By way of steam distillation, Golden, Colorado-based Lab Effects separates these compounds from biomass and distills them into a purer form, preparing them afterward in a variety of ways so that they can be added to different types of products from THC and CBD manufacturers as well as distilleries and breweries.
CompanyWeek contributor Jan Evans' looked at Shift's vertically integrated operation, with a cannabis farm in Ridgway, Colorado; manufacturing in Commerce City; and the HQ in Boulder.
After a stint as a cannabis consultant, founder Travis Howard pivoted Shift to manufacturer vape cartridges, cannabis extracts and concentrates (including bulk oil to edibles manufacturers), and packaged flower.
Shift's culture is a focal point for Howard: "We wanted the professionalism that Wall Street brought -- as well as the capital -- but we didn't want to lose the culture, and the heart and the soul of what makes the cannabis industry special. It's gone from 420 as an act of defiance to now an act of celebration. We don't want to forget where that came from."
Daurer looked at one of the most innovative grows in the country when he interviewed Prūf Director of Production Science Jeremy Plumb in Portland, Oregon, in September.
The operation leverages technology ranging from robotics to AI: A Plumb-designed system called PrūfOS is an environmental control system that uses high-density sensors in a network to track "all variables in the growing environment that we can measure," he says.
The approach is paying off: Since starting at Prūf in 2017, Plumb says, "Our cost of production has gone down tremendously; our product yield -- and useful part of the product yield, which is flower versus trim -- has gone up tremendously; our quality has gone up . . . in every measurable regard; and our labor has actually gone down."
Founder and CEO Adam Greenberg grew up in an orchid-growing family, so he's essentially been in R&D for iUNU his entire life.

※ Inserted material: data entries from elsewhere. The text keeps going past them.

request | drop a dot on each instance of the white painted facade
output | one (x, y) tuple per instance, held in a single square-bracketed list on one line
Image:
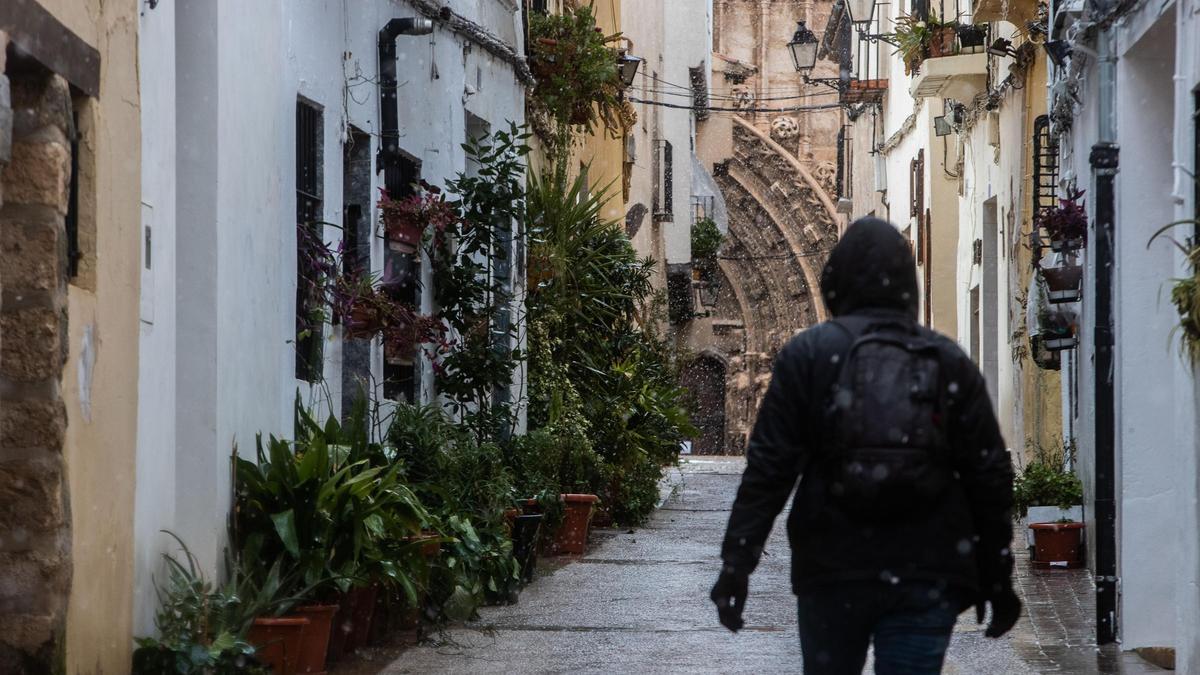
[(1158, 565), (219, 364), (673, 37)]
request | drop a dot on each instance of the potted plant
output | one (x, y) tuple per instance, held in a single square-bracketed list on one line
[(1063, 281), (1065, 225), (202, 628), (1057, 328), (1049, 496), (972, 36), (579, 83), (912, 37), (406, 220), (573, 535), (1186, 291), (942, 36)]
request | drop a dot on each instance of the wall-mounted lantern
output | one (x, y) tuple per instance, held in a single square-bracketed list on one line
[(1002, 47), (942, 126), (803, 48), (627, 66)]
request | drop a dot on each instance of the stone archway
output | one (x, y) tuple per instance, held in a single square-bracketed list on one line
[(783, 225), (705, 378)]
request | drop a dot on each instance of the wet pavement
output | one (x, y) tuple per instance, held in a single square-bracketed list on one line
[(637, 602)]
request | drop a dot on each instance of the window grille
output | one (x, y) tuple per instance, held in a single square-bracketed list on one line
[(664, 197), (1045, 166), (310, 330)]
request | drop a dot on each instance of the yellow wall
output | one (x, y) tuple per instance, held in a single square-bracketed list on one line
[(1041, 389), (603, 154), (103, 306)]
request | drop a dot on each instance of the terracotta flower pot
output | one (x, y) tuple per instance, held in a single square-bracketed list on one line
[(316, 643), (1063, 284), (573, 535), (279, 641), (1057, 544), (526, 530)]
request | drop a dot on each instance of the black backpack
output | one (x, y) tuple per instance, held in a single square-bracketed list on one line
[(886, 452)]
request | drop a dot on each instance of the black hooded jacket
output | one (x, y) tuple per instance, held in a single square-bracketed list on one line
[(965, 541)]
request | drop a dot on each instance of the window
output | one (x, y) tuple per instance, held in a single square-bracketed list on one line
[(1195, 163), (664, 198), (310, 328), (402, 273), (1045, 165)]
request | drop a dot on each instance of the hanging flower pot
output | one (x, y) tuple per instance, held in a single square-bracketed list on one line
[(1057, 544), (1063, 282), (573, 535), (1056, 328), (941, 42), (280, 641)]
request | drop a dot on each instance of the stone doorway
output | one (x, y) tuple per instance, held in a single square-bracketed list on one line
[(705, 377)]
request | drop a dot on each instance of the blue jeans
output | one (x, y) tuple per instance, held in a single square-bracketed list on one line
[(910, 623)]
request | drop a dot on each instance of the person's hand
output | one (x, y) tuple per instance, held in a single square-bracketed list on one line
[(1006, 609), (730, 596)]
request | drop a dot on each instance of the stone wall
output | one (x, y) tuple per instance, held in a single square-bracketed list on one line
[(775, 168), (35, 520)]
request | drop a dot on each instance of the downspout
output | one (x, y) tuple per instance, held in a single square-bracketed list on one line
[(389, 114), (1104, 160)]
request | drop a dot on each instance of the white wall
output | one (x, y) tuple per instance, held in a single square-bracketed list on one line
[(155, 478), (1146, 357)]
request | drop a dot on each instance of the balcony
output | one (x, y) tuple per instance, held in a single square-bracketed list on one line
[(864, 90), (1015, 12), (960, 77)]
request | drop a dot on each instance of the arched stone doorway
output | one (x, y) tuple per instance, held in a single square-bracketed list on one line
[(705, 377)]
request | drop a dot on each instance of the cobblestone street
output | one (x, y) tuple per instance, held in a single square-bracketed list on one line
[(637, 602)]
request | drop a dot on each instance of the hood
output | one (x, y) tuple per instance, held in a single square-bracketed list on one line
[(871, 267)]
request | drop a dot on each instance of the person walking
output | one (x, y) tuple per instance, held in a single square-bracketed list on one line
[(903, 514)]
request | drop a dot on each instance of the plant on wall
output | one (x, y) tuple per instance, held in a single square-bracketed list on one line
[(1045, 482), (1066, 225), (1186, 291), (579, 84), (473, 256)]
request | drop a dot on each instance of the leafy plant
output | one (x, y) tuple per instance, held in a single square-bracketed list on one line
[(323, 507), (202, 628), (579, 84), (1045, 483), (912, 36), (1186, 290), (1067, 221), (467, 488), (706, 240)]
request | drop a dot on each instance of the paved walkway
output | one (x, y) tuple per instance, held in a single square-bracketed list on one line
[(637, 602)]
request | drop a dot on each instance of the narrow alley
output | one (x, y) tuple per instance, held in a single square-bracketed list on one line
[(324, 324), (637, 602)]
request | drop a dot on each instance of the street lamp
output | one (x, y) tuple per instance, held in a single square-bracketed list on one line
[(861, 11), (804, 49), (628, 67)]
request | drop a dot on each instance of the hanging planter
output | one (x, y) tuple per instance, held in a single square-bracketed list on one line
[(1063, 282), (1066, 225), (941, 40), (972, 36), (1056, 328)]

The Seattle-based company's LUNA system uses autonomous robotic cameras mounted on rails to monitor greenhouses 24/7 with AI-driven computer vision.

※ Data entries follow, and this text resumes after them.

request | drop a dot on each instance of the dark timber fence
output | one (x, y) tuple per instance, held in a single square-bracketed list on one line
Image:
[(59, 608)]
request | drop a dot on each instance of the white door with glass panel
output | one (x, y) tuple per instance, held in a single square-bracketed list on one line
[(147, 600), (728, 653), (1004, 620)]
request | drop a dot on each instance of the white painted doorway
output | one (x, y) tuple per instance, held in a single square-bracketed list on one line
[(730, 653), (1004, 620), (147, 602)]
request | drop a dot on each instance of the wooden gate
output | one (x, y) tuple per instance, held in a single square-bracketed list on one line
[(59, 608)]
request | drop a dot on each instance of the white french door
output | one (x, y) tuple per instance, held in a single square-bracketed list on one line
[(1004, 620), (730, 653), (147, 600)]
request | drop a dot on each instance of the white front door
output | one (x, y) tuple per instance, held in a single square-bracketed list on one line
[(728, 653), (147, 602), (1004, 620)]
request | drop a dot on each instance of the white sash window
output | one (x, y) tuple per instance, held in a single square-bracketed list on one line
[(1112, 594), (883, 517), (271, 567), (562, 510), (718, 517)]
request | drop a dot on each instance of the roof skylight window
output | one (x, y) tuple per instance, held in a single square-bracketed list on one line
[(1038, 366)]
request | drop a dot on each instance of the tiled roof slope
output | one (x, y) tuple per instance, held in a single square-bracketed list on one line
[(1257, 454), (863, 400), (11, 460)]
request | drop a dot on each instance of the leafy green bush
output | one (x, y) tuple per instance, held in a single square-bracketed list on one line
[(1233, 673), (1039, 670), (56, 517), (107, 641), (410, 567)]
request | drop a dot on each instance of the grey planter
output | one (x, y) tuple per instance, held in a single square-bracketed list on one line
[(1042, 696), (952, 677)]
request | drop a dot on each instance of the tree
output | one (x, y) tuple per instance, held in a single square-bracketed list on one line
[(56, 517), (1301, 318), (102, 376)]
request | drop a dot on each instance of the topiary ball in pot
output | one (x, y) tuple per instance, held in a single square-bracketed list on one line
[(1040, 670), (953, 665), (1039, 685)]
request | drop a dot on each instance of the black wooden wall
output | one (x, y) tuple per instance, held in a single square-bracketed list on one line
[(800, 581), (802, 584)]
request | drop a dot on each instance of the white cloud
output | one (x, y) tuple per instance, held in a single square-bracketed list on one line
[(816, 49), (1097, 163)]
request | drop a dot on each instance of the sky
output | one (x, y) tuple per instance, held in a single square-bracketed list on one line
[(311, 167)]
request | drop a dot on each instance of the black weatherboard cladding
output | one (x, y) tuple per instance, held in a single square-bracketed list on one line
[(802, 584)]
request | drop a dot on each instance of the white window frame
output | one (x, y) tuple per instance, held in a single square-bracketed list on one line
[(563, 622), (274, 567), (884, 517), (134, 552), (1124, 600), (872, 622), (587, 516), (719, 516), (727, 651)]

LUNA take cues from manufacturing, says Greenberg. "There's a lot to be learned from manufacturing. To ignore that would be foolish," says Greenberg. Farmers recently "went from handwritten on tablets to handwritten on paper. Then with the advent of Xcel, it added some value, but now it's time to move entirely off papyrus and paper."
The macro view was the true catalyst for Paragon's founding in 2018: Due to less barrier to entry, hemp farming has spiked across the country. "You could see a lot of farms coming online each year," says Matt Evans, Paragon's co-president. "The amount of acreage coming online for hemp is far outpacing what the processing capacities are."
Those trendlines led Paragon to take over a 250,000-square-foot facility once used by Columbia House for compact disc storage in Colorado City, Colorado, about 20 miles south of Pueblo. A more recent incarnation as an FDA-registered food manufacturing facility meant it had infrastructure that would translate to hemp. "They built a beautiful storage facility. It's fully climate-controlled, fully fire-sprinklered," says Evans. "It's got a massive firewall between the storage area and the manufacturing side, and the floors are 18-inch-thick concrete."
Daurer spoke with Wayne Schwind, founder of the Portland, Oregon-based cannabis caramels manufacturer for a November profile. The first mover has sold about 350,000 caramels through more than 200 dispensaries in its first five years.
In an age of high-tech extraction, Periodic Edibles takes an old-fashioned approach: The company's crew infuses cannabis into heated butter, which leads to a full-spectrum product in which the plant's terpenes and cannabinoids haven't been stripped away during the extraction process. "That's the key piece that consumers are really just starting to figure out: It's that synergistic effects of multiple compounds from that strain [that enhance the benefits], not just the singular [molecules] THC or CBD."